The book’s five chapters tackle self-tracking as a sociocultural phenomenon from various interconnected angles. Chapter One provides a brief history of ‘lifelogging,’ the creation of a personal archive about one’s life, and early wearables, before turning to current devices, software, and technological trends, as well as to what market research reveals about self-trackers. The second chapter offers several theoretical approaches to self-tracking, including Latour’s actor-network theory, Foucaut’s concept of biopower, and new work in critical data studies. Lupton further formulates self-tracking’s implications for concepts of selfhood and embodiment, privacy and surveillance of and through data (or, ‘dataveillance’), the neoliberal state and ‘knowing capitalism.’ The book’s final three chapters are dedicated to discrete problems outlined in the overview, such as how self-trackers conceptualize the body and the self (Chapter Three), the cultural impact of the increasing quantification of the body and the simultaneous materialization of data (Chapter Four), and the exploitation of personal data by second and third parties (Chapter Five). The book ends with the section ‘Final Reflections,’ in which Lupton outlines avenues for future research.

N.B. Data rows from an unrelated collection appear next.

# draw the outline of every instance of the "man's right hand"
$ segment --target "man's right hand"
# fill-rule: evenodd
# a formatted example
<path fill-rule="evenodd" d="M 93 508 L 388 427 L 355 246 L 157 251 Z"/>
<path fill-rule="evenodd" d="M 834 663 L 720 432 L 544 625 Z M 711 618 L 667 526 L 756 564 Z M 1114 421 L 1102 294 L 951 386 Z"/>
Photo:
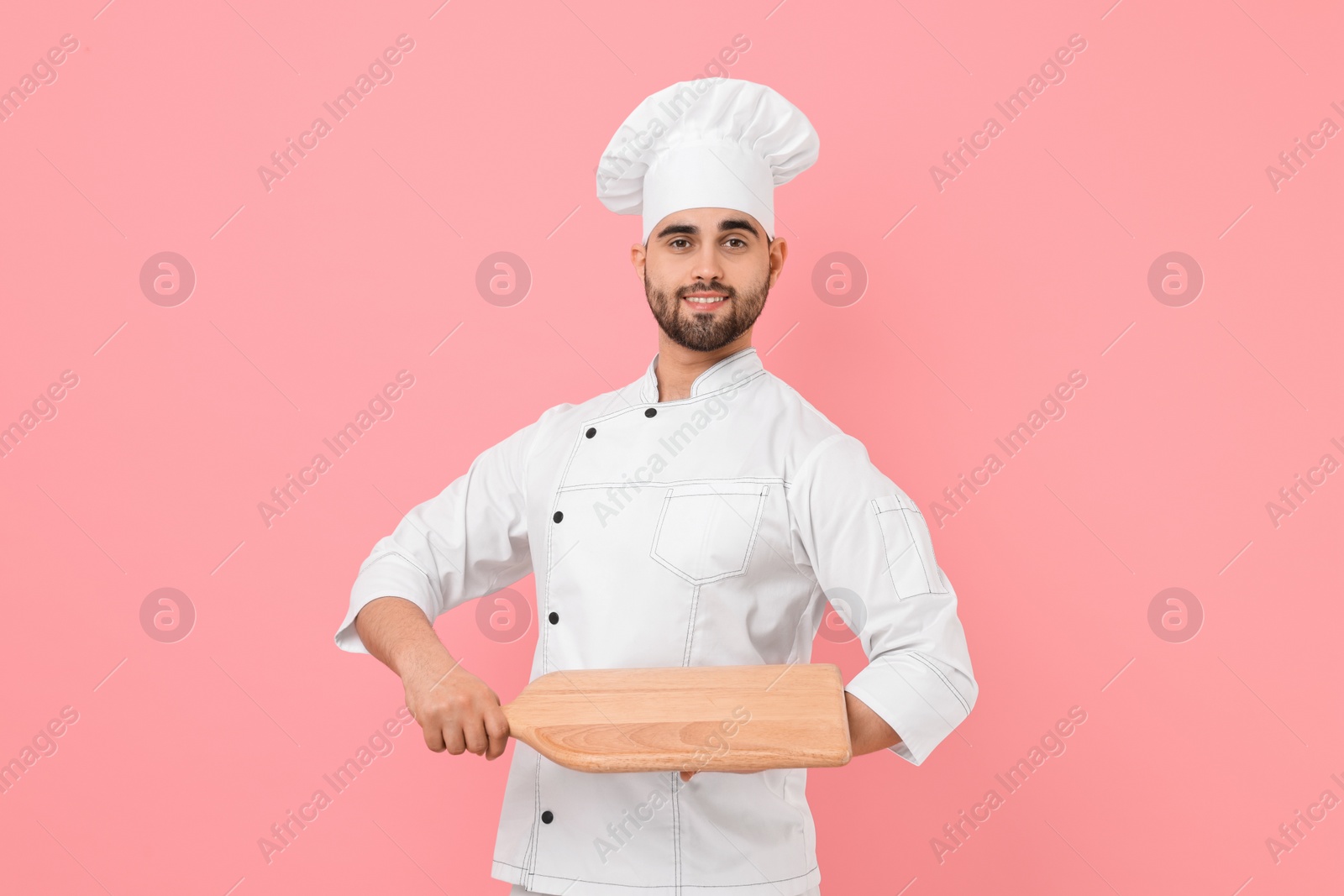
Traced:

Lupton’s central argument is that data has rapidly acquired its own social life: it influences one’s behavior, sense of self, relationships, and, ominously, one’s biographical and career opportunities. As users become nodes in a wider network of information, internet organizations, and state institutions, algorithms that interpret personal data ‘are beginning to have determining effects on people’s lives’ (44). As Lupton notes, users of self-tracking devices are interpellated as self-responsible, self-monitoring, productive, efficient, and competitively individualistic citizens engaged in an ethical project of self-optimization. The resulting new form of user engagement is called ‘prosumption,’ that is, users’ voluntary production and consumption of free content which is aggregated and then sold in bulk to advertisers. Bulk data also may become liable to exploitation by less benign actors. Further, the line between voluntary data production and coerced data collection is becoming increasingly blurred, Lupton warns. This blurring serves the interests of companies, institutions, and governments since today’s citizen consumers appear to fully internalize the values of these entities and voluntarily enact them in their everyday self-tracking behavior.
Consequently, Lupton shows, developers, governments, data-mining companies, and criminal hackers regularly access users’ intimate information and exploit it to manage, govern, or coerce entire populations. Here, Lupton uses the term ‘knowing capitalism’ to refer to the generation and commodification of massive quantities of data about individuals’ private selves. The term also refers to the current cultural preference for accelerated innovation and disruption of older economic forms. For example, employers now regularly ‘nudge,’ if not force, employees via reward-and-incentive programs to install fitness apps and then monitor employees’ progress in the effort to promote workplace health and well-being. Subjects of workplace or health monitoring usually do not have access to all of the collected data, do not know where it is stored, and cannot control how information about them is interpreted. Already, companies have created massive data archives without granting access to individual content generators and without accounting for how that data will be processed and with whom it is shared. Lupton joins other critics who have warned that ‘a new “digital divide” is emerging’ in which a few institutions control data while the majority of people cannot access it (129).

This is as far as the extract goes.